# 2003 Silverado Z-71



## 03z-71 (Nov 11, 2008)

Hey guys i have been around these boards for a while! Just about to undertake the upgrading o fmy system!

For the last 4 years I have had an amp rack in the rear of my truck. 









2 IDQ 10's in a boxes under my ext. cab seats No pics of those!
I have had an Arc Audio 900.1 on the subs. The stock radio
with my 8 year old MB Quart components!

A few things i have already updated!

Kenwood Excelon XXV-05V and a old amp that i have had laying around putting a 100w x 2 on the MBs...










These were in here when i bout this truck in 03!


----------



## 03z-71 (Nov 11, 2008)

Some stuff a have recieved all ready

Xtant X1001 (1100rms+)
Image Dynamics OEM's
Image Dynamics Max 12"
Peerless HDS
Rammat
Second Skin mid deflex pads
250rms x 2 Amp (to go on the oem's)

I am going to rammat my front door, ext. cab doors, and my rear wall! I am going to do the rear floor right. Maybe later i will do the whole front, but I doubt it.

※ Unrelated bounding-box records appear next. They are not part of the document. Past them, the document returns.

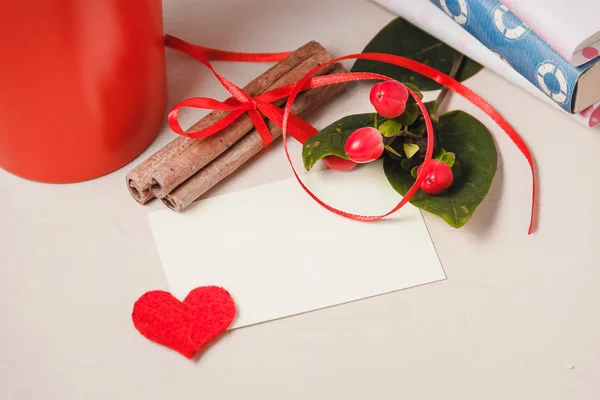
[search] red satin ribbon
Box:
[165,35,536,234]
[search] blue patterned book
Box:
[430,0,600,113]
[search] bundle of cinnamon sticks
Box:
[126,41,346,212]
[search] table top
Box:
[0,0,600,400]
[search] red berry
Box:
[323,156,356,171]
[417,160,454,195]
[344,127,384,163]
[369,80,408,118]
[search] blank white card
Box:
[148,162,446,328]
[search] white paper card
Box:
[148,162,445,328]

I am going to do the back wall with rammat and redo my amp rack to hold the bigger amps on Black Friday...


keep you guys posted with pics

let me know what you guys think! 
HEre is the truck...


----------



## 03z-71 (Nov 11, 2008)

Here is as far as i got today!

Removed old amp rack and trim all the way up to the front seats. I managed to get 2 layers on the rear wall. I also got 1 layer (all i am doing here) on the rear floor!

Snapped a few pics! Will get some better ones tomorrow!

This shows the floor...so you know i did the rammat up to the front seats and center console just didn't get a pic









Half way...









Done for tonight!


----------



## 03z-71 (Nov 11, 2008)

What have you guys been doing with the holes going up the pillar by the window right there were the seat belts go?


----------



## finebar4 (Aug 26, 2005)

I stuffed mine with real thick foam from JoAnnes Fabric


----------



## 03z-71 (Nov 11, 2008)

1 roll of rammat got me here!

2 layers on rear wall 
1 layer on the rear floor (up to center console)
1 layer on the outer skin of ext. cab doors
Part of the way through the inner skin on one ex. cab door










Ugly factory harness before









After cleaning up the factory harness (going to get some ties to stick it to the wall)


----------



## mSaLL150 (Aug 14, 2008)

Nice work, its already coming along nicely.

I did a bunch of work on my truck today and yesterday as well.


----------



## 03z-71 (Nov 11, 2008)

I feed the wire through under the seat to keep everything out of my doorsills!


















I tried to keep the wires nice and neat! Ty-raped everything together to where they were going. I'm still going to get some black covers for the all wires... DOn't judge me yet!


















Seat installed and everything!


----------



## EROracing (Apr 11, 2008)

very nice


----------



## 03z-71 (Nov 11, 2008)

Thanks guys! I had to pause to with the the deadening and install, because 1 roll of rammat didn't go far....lol

My Image dynamics OEM 6.5" midbass come in tomorrow!
My second skin speaker tweeker kit comes in thursday...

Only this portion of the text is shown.